RUXELLES (Reuters) - L'Union européenne a formellement accusé Google mercredi d'avoir nui à ses concurrents en favorisant systématiquement son propre service de comparaison de prix dans les recherches sur internet et elle a lancé une enquête antitrust sur Android, le système d'exploitation pour terminaux mobiles du groupe américain.
Dans un communiqué, Margrethe Vestager, la commissaire à la Concurrence, a expliqué avoir adressé à Google une "communication de griefs", soit une liste d'accusations à laquelle le groupe peut répondre point par point.
"Je crains que l'entreprise n'ait injustement avantagé son propre service de comparaison de prix, en violation des règles de l'UE en matière d'ententes et d'abus de position dominante", a-t-elle précisé.
"Google a à présent la possibilité de convaincre la Commission du contraire. Toutefois, si l'enquête devait confirmer nos craintes, Google devrait en assumer les conséquences juridiques et modifier la façon dont il conduit ses activités en Europe."
La Commission peut en théorie infliger à une entreprise reconnue coupable d'abus de position dominante une amende susceptible d'atteindre 10% de son chiffre d'affaires annuel, soit plus de 6,5 milliards de dollars (6,2 milliards d'euros) dans le cas de Google, et elle peut lui imposer de changer ses pratiques commerciales, comme elle l'a fait avec Microsoft en 2004 et Intel en 2009.
C'est au géant des puces qu'appartient le record de la plus lourde amende jamais payée à l'UE, d'un montant de 1,09 milliard d'euros.
GOOGLE DIT FAVORISER LA CONCURRENCE ET NON L'ENTRAVER
Interrogée sur la possibilité que la Commission aille jusqu'à infliger des sanctions financières à Google, Margrethe Vestager, a répondu: "Il est très important que toutes les issues restent ouvertes, d'abord celle qui porte sur des engagements mais aussi l'autre, au bout de laquelle il y a une amende".
Google a désormais la possibilité de faire valoir ses arguments, a-t-elle ajouté, évoquant la possibilité d'un règlement amiable si le groupe s'engage à modifier les produits et services mis en cause.

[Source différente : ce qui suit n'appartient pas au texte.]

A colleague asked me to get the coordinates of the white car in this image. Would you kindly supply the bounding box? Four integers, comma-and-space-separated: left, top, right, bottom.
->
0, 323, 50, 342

De son côté, Google s'est déclaré en profond désaccord avec les accusations de Bruxelles, expliquant qu'il s'emploierait à démontrer que ses produits ont favorisé la concurrence et bénéficié aux consommateurs.
"Android a joué un rôle clé dans cette promotion de la concurrence et du choix, en faisant baisser les prix et en augmentant les possibilités de choix pour tout le monde", a-t-il dit à propos de son système d'exploitation, mis gratuitement à la disposition des fabricants de terminaux mobiles.
Concernant Android, Margrethe Vestager explique vouloir "faire en sorte que les marchés de ce secteur puissent prospérer sans contraintes anticoncurrentielles imposées par quelque société que ce soit".
Google, cible depuis cinq ans d'investigations des services antitrust de l'Union, est le premier moteur de recherche sur internet au monde. Quant à Android, il équipait plus des trois quarts des smartphones vendus au dernier trimestre de l'an dernier selon une étude du cabinet spécialisé IDC.
DES DÉPUTÉS EUROPÉENS RÉCLAMENT LE DÉMANTÈLEMENT DE GOOGLE
Margrethe Vestager a souligné que les services antitrust de la Commission allaient poursuivre leurs investigations dans d'autres domaines, comme les soupçons de "web scraping", la technique permettant de copier l'intégralité des données d'un site concurrent, et ceux de pratiques restrictives dans la publicité.
Le groupe américain a dix semaines pour répondre à la Commission et peut demander une audition. La décision définitive des autorités européennes pourrait prendre des mois, voire des années, sauf si les deux parties parviennent à un règlement amiable.
Même si la plupart des experts du secteur estiment que la procédure ne devrait rien changer sur le marché, l'annonce de la Commission a été saluée par le Parlement européen.
Pour le député conservateur allemand Manfred Weber, "même Google doit jouer loyalement". Quant aux élues socialistes françaises Pervenche Berès et Virginie Rozière, elles notent que la CE "agit enfin contre la position dominante de Google", parlant de "menaces" que fait peser le groupe sur l'économie européenne et réclamant son "démantèlement".
La Commission peut compter sur le soutien de nombreux pays membres, dont l'Allemagne et la France, mais aussi sur celui de nombreuses entreprises, y compris américaines, comme Microsoft ou le spécialiste du voyage en ligne Expedia.
Le dossier Google, ouvert en 2010 par Joaquin Almunia, le prédécesseur de Margrethe Vestager, a forcément un volet politique dans le contexte des négociations entre l'UE et les Etats-Unis sur le libre-échange.
En février, Barack Obama, le président américain, a accusé l'Union d'avoir adopté des positions protectionnistes face au secteur américain des hautes technologies.